Afgan Mukhtarli stood accused of illegally crossing the Azerbaijani border, smuggling contraband, and resisting arrest — charges widely understood to be falsified. Initially, the prosecutor requested Mukhtarli be sentenced to eight years in prison, while the defense requested he be acquitted.

After the verdict was announced, Mukhtarli’s supporters in the court’s gallery erupted in roar of indignation and began to sing the Azerbaijani national anthem, the Cauacasian Knot news site reported.

Mukhtarli’s criminal sentence is “a mockery of justice,” Giorgi Gogia, the South Caucasus Director at Human Rights Watch, wrote in a tweet.

Mukhtarli relocated to Tbilisi, Georgia in 2014 to escape political pressure in his home country. Then, on May 29, 2017, Mukhtarli disappeared while returning to his home in the Georgian capital.

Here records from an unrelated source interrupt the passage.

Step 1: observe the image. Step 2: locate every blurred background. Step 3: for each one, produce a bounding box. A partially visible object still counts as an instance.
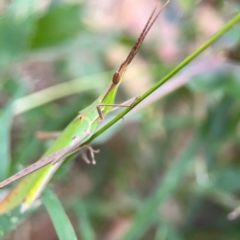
[0,0,240,240]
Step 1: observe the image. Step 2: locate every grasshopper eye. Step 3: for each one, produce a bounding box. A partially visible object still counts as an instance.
[112,71,120,85]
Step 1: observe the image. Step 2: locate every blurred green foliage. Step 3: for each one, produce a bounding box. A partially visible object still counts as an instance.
[0,0,240,240]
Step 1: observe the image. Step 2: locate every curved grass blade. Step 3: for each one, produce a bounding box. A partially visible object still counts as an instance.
[42,188,78,240]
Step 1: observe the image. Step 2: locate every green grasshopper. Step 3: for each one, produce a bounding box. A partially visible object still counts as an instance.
[0,0,169,214]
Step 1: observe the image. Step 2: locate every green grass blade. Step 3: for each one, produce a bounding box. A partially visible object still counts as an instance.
[75,201,96,240]
[123,134,201,240]
[42,188,77,240]
[84,14,240,145]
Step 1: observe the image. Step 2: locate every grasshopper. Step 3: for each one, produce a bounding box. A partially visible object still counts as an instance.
[0,0,170,214]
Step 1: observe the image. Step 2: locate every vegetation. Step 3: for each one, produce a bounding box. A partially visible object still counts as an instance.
[0,0,240,240]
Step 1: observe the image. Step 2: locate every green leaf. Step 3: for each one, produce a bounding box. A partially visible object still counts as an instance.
[31,4,82,49]
[42,188,77,240]
[75,201,96,240]
[0,91,21,181]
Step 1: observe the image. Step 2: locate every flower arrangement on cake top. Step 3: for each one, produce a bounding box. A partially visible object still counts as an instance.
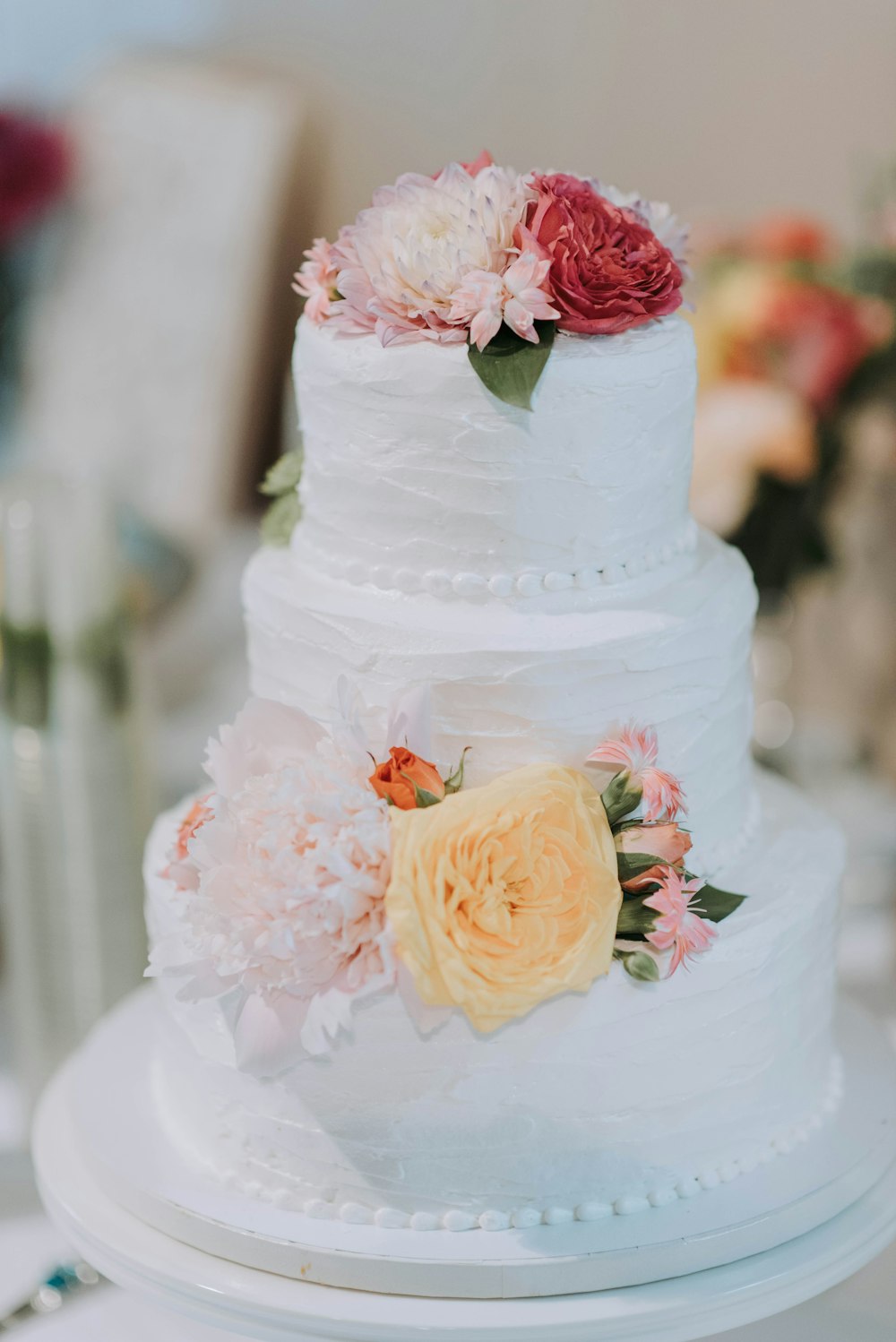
[151,683,743,1073]
[294,153,686,409]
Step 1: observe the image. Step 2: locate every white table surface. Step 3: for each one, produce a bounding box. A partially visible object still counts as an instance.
[0,874,896,1342]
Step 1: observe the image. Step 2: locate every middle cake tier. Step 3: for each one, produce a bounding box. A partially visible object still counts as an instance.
[244,523,756,873]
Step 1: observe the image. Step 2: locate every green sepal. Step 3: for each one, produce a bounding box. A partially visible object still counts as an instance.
[601,769,644,825]
[259,448,302,498]
[694,886,747,922]
[616,895,658,941]
[445,746,470,797]
[615,951,660,984]
[468,321,556,410]
[262,490,302,546]
[616,849,671,886]
[401,773,443,811]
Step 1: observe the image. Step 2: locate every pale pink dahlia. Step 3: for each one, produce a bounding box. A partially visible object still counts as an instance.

When he failed to return home, his wife contacted the police and the media.

A few hours later, however, Mukhtarli was located — in jail in Baku. According to his Azerbaijani lawyer, the dissident had been forcibly dragged into a car and taken across the border into Azerbaijan.

Muktharli’s abduction suggested that the Georgian government, known for its pro-Western political orientation, had tacitly assisted its neighbors in Baku. At the time of his arrest, Mukhtarli was investigating the business interests of Azerbaijani President Ilham Aliev in Georgia, his wife told reporters at a press conference.

But the Azerbaijani authorities told a different story. They alleged that Mukhtarli had illegally crossed the border onto Azerbaijani territory while in possession of 10 thousand euros.

In June, the European Parliament passed a resolution calling on the Georgian authorities to investigate Mukhtarli’s kidnapping and the Azerbaijani authorities to free him. Amnesty International has recognized the journalist as a prisoner of conscience.